There was nothing like that in the city, amongst her own people, who would not deign to participate in such things.

It was true what they said, that an invading force could come in and strip away all of the things that made another group of people special and unique. She had seen that it happened.

But the orcs were certainly not doing that.

They were entirely separate from the elves, treated as lesser, and there had always been strife between elves and orcs.

She wriggled out of her corset. It could likely have been looser before she had done it. It was not easy to get it off. “Do we trade with orcs in Arzakh?”

“Yes, Aerhril,” he said as if she were particularly stupid.

“Or, well,” she said, “we used to trade with them.”

“Precisely,” he said.

She pulled her shift over her head, balling it up and throwing it into a corner.

She shook out another one, a clean one, and it felt very good to have clean fabric against her skin.

She let out a whimper. “So, the orcs think, ‘If the elves will not buy things from us, we will just go and take their riches from them.’”

“Yes,” said Dathor.

“And I suppose they’ve seen those awful tracts that the High King publishes.”

“Yes,” he said.

“Well,” she murmured. “Well, they must be very angry.” She picked up the corset and tried to pull it down over her body but it got stuck. She tried to take it off, and she couldn’t do that either.

She struggled with it for some time.

“What are you doing in there?” came his voice.

“I cannot wait for you forever, you know. If you are not put in the room with the other women soon, it will look bad for me.” A pause.

“Of course, everything I’m doing looks bad at this point.

Why I bother doing anything for you, when you do not even deserve it, is beyond me, truly, and—”

She pushed open the door. “Help me.”

He regarded her, in the bunched up corset that would not go over her breasts. “You are trying to get this on or off?”

“On,” she said.

“Why did you take it off at all?” He seized the bottom of the thing, which meant his fingers brushed parts of her breasts.

She hissed.

He yanked hard, and the corset settled properly over her body.

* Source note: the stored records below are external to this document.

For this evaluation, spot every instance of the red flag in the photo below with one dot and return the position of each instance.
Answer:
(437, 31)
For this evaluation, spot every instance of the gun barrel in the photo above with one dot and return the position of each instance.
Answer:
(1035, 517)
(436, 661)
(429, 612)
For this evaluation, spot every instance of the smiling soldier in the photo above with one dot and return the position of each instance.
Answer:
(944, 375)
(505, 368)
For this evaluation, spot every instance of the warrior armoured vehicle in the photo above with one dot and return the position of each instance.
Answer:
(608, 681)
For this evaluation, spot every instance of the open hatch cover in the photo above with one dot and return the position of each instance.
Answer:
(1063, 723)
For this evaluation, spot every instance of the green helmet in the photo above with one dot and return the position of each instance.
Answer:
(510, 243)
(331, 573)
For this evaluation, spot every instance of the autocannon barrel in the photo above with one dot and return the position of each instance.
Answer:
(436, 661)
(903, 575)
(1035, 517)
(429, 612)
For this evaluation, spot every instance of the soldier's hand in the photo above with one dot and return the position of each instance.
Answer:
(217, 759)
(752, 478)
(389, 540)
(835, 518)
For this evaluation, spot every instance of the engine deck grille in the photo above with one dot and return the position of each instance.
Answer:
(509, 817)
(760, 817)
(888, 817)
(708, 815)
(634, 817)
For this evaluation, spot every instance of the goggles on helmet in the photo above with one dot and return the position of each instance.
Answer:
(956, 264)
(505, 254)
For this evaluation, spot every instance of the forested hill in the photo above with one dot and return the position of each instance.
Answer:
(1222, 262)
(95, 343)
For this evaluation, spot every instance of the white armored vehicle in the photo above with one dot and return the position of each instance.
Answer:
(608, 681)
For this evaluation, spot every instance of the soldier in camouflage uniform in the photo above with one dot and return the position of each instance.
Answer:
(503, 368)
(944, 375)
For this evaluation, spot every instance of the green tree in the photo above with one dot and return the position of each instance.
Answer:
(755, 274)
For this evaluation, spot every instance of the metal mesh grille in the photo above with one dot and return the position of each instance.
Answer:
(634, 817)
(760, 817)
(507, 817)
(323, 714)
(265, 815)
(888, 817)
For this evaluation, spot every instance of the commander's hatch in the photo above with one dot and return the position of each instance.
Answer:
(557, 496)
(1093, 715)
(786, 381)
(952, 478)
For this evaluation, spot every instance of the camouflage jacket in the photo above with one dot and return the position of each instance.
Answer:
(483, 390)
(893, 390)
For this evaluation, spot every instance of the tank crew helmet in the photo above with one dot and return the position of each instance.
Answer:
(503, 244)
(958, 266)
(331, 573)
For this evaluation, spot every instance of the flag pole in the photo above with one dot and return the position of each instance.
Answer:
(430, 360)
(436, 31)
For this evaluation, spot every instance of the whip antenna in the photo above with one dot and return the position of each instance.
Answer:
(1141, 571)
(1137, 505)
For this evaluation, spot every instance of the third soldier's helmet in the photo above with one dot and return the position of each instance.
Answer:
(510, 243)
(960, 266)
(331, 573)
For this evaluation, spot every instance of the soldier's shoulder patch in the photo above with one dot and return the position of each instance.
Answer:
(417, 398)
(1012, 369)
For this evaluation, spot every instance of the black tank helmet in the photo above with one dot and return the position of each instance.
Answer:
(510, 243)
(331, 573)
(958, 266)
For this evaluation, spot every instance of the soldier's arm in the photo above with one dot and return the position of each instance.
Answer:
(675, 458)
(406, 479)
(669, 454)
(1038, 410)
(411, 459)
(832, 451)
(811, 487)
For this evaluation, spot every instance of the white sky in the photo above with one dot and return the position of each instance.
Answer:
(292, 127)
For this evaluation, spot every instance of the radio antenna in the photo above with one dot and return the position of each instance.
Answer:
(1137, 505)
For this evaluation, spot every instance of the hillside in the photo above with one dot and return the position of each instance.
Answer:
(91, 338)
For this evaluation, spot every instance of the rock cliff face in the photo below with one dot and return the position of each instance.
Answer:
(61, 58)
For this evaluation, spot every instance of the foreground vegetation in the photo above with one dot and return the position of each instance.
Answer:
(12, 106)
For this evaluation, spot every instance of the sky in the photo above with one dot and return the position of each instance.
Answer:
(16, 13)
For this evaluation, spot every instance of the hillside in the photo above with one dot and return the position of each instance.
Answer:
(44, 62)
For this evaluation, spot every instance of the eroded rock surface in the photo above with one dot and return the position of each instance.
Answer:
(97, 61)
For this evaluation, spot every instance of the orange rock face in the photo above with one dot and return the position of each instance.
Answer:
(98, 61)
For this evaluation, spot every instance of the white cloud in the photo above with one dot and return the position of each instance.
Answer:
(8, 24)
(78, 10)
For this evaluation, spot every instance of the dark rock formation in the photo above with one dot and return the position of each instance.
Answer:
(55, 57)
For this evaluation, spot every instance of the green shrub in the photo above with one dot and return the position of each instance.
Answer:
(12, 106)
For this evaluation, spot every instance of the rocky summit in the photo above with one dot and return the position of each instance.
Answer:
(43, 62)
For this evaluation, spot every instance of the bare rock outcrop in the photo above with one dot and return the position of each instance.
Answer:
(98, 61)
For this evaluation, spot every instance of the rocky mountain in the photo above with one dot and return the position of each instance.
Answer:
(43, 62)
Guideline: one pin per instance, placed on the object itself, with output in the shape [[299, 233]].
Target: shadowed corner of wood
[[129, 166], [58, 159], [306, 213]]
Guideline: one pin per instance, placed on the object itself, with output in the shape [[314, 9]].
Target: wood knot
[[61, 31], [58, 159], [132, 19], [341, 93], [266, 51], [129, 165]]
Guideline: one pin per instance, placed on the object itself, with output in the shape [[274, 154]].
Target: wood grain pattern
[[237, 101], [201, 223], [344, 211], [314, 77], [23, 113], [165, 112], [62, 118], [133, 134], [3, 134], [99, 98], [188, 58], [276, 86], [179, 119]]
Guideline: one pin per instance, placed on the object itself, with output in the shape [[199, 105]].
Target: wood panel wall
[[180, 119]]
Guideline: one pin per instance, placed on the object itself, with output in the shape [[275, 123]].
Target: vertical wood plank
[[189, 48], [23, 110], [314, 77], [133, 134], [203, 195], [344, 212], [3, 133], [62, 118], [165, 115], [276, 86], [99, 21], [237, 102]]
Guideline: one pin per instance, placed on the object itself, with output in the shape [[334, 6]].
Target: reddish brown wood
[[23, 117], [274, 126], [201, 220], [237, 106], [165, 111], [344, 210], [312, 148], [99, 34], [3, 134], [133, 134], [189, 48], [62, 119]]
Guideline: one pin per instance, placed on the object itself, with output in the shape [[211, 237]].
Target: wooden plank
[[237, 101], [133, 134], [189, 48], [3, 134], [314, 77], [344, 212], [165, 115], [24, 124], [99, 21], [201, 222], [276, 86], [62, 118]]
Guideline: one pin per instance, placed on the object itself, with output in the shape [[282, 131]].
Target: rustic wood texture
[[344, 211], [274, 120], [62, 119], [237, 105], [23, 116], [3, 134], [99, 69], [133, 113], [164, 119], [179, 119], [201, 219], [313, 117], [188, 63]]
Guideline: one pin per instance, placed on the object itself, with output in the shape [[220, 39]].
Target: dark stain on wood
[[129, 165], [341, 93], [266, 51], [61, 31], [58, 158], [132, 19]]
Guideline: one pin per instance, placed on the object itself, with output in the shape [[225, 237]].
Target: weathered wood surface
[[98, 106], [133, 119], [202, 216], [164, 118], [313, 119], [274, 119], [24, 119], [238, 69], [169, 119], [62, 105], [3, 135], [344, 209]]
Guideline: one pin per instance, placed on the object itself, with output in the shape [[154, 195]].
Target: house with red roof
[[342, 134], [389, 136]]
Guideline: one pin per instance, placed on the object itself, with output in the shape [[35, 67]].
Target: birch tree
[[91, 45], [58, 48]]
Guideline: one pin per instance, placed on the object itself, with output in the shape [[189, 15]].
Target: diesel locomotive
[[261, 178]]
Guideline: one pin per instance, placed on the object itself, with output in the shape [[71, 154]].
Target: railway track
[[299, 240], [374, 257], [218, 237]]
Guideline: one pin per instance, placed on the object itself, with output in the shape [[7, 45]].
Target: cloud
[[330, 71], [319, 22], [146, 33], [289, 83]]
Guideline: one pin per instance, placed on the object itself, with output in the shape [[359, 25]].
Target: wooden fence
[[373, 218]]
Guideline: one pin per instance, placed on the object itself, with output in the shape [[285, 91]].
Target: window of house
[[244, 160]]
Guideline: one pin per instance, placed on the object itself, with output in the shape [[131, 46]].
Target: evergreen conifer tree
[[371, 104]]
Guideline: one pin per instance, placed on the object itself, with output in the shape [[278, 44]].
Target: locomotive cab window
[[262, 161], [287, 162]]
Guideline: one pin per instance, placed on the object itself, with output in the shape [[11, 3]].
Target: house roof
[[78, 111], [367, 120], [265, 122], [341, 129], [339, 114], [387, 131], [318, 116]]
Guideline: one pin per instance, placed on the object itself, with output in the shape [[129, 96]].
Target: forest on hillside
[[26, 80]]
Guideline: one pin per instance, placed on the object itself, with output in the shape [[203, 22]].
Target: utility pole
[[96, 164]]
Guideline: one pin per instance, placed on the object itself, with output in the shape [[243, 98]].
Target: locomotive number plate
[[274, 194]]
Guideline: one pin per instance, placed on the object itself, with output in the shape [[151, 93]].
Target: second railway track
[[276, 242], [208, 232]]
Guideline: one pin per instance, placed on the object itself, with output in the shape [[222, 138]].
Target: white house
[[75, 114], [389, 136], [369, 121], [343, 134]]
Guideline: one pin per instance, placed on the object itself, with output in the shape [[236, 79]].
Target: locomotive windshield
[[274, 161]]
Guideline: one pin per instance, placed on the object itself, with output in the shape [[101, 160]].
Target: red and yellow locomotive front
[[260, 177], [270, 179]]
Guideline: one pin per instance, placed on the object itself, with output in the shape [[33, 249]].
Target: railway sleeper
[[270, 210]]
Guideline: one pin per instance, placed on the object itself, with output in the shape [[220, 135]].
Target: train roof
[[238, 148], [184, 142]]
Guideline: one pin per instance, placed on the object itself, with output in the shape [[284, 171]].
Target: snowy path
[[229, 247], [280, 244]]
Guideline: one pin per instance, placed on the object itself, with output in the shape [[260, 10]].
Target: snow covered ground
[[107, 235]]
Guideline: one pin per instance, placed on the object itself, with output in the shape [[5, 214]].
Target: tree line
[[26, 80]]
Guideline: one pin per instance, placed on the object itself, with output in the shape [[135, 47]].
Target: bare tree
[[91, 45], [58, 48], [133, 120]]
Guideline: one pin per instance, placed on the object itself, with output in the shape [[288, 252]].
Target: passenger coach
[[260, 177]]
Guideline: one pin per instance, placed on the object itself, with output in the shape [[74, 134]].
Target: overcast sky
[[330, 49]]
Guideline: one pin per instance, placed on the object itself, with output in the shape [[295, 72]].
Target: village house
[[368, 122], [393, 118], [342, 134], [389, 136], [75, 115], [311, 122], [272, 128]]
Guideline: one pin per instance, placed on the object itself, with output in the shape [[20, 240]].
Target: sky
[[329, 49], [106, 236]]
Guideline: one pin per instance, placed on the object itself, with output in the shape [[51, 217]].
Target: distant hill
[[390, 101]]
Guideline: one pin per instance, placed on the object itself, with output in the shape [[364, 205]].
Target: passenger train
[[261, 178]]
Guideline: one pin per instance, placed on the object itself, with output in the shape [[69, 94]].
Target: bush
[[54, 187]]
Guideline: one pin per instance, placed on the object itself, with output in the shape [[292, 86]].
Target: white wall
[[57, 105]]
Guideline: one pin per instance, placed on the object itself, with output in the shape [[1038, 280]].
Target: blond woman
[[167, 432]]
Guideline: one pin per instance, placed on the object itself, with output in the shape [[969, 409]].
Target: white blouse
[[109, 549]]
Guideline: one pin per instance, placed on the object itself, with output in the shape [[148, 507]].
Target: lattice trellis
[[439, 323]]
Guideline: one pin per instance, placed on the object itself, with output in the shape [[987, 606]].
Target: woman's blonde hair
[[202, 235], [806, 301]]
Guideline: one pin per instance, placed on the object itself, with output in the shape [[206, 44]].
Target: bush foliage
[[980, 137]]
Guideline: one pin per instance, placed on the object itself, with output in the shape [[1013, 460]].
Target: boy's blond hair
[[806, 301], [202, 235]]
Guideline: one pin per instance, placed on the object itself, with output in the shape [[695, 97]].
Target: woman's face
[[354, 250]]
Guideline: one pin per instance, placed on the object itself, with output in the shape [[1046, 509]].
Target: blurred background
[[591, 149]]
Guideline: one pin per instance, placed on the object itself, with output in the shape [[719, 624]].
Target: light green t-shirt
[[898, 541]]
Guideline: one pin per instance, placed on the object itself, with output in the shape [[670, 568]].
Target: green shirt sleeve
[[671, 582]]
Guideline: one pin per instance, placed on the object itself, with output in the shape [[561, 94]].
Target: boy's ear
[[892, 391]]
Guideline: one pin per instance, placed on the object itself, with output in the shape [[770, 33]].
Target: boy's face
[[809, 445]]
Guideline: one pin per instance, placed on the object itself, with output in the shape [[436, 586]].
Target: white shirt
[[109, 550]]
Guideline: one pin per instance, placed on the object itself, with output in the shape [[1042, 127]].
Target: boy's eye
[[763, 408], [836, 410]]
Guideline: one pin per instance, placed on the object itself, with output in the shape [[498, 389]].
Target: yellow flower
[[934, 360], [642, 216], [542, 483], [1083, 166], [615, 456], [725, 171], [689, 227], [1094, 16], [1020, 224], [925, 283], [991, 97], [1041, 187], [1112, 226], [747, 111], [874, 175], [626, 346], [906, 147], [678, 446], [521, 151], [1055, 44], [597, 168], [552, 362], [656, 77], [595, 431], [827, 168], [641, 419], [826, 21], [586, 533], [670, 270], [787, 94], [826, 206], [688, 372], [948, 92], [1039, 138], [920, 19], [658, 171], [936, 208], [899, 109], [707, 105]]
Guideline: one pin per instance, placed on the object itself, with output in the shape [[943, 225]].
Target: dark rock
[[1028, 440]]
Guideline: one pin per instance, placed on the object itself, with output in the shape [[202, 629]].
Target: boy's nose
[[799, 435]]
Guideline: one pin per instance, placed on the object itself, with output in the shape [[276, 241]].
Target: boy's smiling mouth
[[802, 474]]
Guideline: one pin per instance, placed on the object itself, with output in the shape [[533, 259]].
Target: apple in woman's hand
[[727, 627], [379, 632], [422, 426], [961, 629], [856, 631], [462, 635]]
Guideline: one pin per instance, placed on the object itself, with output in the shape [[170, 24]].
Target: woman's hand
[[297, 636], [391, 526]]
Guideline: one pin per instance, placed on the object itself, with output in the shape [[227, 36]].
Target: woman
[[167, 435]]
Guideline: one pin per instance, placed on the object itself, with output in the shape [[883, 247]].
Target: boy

She jerked back from him. “I needed clean fabric against my skin.”

He flinched. He started to say something, then stopped. He rubbed a hand over his neck and studied the floor.

She backed away, back into her closet and banged the door closed on him.

“Are you all right?” he said, his voice unsteady.

She didn’t answer. She was going to start crying.

“I’m sorry,” he said in that same unsteady voice. “I did not think it all through.”

“You are not sorry,” she said tightly. “You did enjoy it. You enjoyed doing that to Celedin, humiliating him, beating him, using me to do it, and then making me watch you kill him. You enjoyed every single second of it. You have been dreaming of it for years, for your whole life, I imagine.”

There was nothing from him, not from the other side of the door.

Her hands were shaking. She had difficulty taking a dress off a hanger, but she managed to step into it and to get her arms through the thing. Then she opened the door to him again, turning her back to him.

He began to button her. “Celedin deserved it, yes, and I will never repent of doing it to him. But you did not. It was not punishment for what happened with Nathre. It was not even lust, Aerhril. It simply had to be done.”

“Stop speaking,” she said.

“I need you to cooperate with me, not to make things even harder, because if you are a problem, it will be difficult for me, and it is already difficult for me, and—”

“You are asking me for favors? Really?”

He sighed behind her. He buttoned the rest of her dress in silence.

Then he took her by the arm and jerked her out of her room. He escorted her all the way down to the south tower, where he threw her into a room with all the other women.